Replication of this issue requires a big data file, the one I have discovered the issue with contains 13,229 lines. I have not included data as the file is 2.43 MB in size and the file contains copyrighted data, but any large file should yield the same result.
I construct a CSVReader and reads data with it like this:
CSVReader reader = new CSVReader(new InputStreamReader(new FileInputStream("file.csv"), "ISO-8859-1"), ';');
String[] line;
int count = 0;
reader.readNext();
while((line = reader.readNext()) != null)
{
System.out.println(line[0]);
count++;
}
The first line is expected to be dropped as it contains the field specification and not data. But that does not explain that count after the code has been run is 5,358 when there is 13,228 lines of data in the file.
What is the error you are getting? If it is an out of memory error then you can do is instead of creating a CSVReader create a CSVParser and then using a BufferedReader read the file line by line yourself and pass the individual lines into the CSVParser.
Does it always fail at 5358? If so is there something about line 5359? an incorrect number of columns or a badly formatted field? Try increasing the amount of memory for your application and see if that helps.
If not please give me an idea of the format of the file.
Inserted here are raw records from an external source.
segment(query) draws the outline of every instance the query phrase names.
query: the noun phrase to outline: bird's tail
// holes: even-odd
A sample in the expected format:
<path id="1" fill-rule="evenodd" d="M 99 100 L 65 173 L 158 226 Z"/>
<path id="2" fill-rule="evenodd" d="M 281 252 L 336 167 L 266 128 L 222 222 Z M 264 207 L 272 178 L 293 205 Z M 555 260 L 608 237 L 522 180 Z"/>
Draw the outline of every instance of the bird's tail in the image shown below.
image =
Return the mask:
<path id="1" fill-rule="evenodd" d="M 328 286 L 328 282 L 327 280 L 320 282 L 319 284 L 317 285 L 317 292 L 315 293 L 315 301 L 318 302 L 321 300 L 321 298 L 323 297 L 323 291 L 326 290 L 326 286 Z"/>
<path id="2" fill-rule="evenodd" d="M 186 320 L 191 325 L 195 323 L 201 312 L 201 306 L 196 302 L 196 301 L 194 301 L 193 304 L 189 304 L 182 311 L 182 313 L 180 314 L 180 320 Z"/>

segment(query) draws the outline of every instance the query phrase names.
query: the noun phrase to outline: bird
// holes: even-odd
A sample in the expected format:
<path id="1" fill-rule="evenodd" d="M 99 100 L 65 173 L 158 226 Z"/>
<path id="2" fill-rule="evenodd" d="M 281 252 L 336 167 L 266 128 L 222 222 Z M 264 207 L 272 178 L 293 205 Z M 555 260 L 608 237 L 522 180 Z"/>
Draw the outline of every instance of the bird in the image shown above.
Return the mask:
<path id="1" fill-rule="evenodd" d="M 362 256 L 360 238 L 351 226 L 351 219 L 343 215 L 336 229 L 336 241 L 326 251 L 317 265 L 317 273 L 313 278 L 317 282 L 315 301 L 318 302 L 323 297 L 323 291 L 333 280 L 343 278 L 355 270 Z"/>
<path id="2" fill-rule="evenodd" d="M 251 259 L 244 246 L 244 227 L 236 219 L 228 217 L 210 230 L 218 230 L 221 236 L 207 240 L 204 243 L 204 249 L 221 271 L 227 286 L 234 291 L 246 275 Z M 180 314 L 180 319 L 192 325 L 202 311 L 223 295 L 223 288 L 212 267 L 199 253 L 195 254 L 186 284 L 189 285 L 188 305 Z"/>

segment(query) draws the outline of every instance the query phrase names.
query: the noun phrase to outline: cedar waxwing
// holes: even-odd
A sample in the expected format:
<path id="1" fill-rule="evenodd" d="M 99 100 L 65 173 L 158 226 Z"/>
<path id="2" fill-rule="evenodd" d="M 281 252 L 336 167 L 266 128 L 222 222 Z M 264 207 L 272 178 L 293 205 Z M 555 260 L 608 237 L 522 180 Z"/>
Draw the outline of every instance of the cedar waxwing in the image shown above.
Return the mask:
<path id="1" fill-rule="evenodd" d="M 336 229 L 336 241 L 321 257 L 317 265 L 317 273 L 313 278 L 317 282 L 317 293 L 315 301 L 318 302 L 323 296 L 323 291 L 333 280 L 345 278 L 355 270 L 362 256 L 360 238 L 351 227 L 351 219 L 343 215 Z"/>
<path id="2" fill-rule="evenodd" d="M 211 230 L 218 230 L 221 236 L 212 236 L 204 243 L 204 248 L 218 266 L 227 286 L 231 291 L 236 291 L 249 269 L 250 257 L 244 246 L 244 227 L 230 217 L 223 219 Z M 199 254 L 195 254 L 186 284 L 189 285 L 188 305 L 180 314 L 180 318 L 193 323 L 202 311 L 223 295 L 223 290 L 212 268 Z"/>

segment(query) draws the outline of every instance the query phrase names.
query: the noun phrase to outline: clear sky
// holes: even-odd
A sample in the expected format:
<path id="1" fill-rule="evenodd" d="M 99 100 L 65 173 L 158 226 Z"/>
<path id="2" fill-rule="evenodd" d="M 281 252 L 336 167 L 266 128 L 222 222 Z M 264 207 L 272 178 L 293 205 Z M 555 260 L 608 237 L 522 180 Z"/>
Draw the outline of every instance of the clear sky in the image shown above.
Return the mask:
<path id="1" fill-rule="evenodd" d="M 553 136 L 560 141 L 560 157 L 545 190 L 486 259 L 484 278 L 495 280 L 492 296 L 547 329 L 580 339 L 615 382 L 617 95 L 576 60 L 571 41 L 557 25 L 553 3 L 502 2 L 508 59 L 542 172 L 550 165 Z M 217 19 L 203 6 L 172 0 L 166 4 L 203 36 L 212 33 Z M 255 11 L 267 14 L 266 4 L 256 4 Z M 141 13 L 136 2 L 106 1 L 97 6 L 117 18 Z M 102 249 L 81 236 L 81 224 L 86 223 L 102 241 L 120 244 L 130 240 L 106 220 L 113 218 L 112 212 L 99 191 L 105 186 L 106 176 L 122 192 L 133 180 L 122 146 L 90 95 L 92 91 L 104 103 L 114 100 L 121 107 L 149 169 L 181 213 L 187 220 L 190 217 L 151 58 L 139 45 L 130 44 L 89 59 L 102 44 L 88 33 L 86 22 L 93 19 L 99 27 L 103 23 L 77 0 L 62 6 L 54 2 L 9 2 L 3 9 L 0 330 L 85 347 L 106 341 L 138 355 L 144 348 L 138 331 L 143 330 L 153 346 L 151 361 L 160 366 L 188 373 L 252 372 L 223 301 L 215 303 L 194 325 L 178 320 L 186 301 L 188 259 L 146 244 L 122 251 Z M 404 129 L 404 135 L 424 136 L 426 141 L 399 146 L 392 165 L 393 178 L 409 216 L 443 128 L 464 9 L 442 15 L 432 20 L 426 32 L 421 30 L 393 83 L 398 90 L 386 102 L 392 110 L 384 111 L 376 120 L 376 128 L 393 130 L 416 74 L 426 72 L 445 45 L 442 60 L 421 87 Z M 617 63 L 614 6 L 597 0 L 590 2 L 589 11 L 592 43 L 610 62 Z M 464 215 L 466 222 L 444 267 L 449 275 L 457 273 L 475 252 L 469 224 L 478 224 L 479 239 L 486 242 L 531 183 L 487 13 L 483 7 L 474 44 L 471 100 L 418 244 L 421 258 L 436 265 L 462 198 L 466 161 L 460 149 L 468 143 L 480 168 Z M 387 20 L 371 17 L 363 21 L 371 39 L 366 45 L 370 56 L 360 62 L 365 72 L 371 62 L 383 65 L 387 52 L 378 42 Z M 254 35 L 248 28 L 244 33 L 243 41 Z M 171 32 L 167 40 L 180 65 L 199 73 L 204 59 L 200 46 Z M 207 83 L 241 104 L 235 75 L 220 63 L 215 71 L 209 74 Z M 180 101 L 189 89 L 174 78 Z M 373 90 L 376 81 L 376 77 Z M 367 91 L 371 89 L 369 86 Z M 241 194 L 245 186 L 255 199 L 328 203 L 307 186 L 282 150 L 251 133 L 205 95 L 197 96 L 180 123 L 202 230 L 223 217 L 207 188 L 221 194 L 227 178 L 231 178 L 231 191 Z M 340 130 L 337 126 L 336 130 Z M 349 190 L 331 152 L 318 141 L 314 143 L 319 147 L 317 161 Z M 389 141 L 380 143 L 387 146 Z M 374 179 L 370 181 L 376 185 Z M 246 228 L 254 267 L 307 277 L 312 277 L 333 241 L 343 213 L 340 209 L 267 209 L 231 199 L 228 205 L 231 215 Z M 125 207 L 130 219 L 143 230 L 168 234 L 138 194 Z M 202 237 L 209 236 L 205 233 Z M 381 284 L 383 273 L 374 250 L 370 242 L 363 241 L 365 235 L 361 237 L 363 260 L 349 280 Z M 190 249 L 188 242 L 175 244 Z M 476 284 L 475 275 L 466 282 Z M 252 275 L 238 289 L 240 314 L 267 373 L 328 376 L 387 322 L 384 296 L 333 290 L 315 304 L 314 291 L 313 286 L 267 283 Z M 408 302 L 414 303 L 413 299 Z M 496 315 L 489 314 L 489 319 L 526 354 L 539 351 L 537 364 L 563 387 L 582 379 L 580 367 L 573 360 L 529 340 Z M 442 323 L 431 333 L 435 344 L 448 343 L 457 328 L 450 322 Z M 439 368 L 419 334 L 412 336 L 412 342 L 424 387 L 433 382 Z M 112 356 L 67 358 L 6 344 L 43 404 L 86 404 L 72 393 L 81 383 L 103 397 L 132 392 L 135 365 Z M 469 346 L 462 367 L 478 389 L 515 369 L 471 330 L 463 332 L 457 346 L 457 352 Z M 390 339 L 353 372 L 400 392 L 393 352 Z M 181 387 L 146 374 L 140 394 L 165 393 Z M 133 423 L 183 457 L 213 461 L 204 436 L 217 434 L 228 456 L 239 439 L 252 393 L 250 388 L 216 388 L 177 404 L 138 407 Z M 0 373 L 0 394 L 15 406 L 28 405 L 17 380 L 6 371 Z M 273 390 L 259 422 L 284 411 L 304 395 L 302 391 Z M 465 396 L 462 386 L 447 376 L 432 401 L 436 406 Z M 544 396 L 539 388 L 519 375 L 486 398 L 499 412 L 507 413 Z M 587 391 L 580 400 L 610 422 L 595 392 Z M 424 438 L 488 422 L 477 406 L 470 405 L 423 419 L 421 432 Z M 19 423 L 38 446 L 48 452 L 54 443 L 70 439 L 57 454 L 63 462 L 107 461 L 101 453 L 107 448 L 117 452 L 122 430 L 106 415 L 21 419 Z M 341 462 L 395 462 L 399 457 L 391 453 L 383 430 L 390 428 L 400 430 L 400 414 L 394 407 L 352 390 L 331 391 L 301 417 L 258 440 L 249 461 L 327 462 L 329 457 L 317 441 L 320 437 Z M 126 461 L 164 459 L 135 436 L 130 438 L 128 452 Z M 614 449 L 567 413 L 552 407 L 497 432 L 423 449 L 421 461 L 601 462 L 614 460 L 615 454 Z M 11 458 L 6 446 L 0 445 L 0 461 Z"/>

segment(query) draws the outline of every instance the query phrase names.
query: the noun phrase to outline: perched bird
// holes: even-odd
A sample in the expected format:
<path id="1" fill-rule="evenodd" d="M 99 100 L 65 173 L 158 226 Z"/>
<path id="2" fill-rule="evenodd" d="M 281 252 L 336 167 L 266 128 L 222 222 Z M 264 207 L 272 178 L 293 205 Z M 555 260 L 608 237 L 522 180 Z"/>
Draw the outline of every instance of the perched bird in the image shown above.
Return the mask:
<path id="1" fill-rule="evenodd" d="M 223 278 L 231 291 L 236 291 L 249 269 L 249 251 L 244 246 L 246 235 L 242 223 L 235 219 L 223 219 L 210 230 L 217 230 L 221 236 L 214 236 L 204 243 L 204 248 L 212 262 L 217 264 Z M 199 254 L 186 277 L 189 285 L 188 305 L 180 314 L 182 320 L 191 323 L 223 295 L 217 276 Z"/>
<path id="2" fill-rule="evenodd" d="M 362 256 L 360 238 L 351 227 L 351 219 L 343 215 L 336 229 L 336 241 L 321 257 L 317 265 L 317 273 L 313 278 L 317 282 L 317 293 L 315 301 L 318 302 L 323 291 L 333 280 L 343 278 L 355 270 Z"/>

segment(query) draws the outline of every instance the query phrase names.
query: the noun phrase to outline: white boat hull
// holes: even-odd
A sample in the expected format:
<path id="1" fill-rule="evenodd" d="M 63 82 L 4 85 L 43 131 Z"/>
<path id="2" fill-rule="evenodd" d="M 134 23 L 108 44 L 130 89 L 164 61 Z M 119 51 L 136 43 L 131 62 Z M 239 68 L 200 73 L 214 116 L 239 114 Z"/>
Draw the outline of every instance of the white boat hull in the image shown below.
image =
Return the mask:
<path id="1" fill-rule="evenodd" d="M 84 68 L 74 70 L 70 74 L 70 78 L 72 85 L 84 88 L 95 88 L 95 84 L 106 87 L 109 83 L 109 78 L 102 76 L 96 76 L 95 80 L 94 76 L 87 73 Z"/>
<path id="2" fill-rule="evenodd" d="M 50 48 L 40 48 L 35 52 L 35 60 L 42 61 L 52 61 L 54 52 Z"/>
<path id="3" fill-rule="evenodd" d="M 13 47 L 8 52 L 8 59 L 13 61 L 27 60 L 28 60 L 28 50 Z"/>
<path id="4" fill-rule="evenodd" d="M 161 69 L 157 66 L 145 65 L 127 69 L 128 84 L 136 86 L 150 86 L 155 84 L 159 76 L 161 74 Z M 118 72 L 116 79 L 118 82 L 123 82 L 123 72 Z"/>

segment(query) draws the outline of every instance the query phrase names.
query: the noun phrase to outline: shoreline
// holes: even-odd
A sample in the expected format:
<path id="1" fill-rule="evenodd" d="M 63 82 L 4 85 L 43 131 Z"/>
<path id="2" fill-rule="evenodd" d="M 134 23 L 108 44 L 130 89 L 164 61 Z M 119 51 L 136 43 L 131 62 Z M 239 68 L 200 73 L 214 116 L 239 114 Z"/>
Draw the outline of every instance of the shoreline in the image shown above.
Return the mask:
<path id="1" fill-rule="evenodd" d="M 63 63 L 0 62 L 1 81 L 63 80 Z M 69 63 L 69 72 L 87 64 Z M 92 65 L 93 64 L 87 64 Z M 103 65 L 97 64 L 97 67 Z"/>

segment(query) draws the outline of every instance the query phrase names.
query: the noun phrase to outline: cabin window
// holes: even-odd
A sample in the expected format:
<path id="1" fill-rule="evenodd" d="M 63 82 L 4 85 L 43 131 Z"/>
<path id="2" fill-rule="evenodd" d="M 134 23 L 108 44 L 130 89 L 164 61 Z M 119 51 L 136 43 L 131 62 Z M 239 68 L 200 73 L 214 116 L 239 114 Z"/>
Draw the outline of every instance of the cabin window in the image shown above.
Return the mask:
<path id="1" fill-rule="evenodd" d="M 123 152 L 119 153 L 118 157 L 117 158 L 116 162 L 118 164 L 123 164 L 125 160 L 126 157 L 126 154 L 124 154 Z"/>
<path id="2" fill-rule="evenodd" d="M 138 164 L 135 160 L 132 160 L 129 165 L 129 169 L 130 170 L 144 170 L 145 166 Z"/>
I know there are over 13000 lines and all the columns are delimited with a semi-colon but how many columns are there?
closed for no response to question
I too faced the same issue. And I found the cause also. It was happening because of null character presence in the middle of rcord. After removing the \x00 unicode character i.e "null" character with the help of notepad ++ I was able to process my file sucessfully.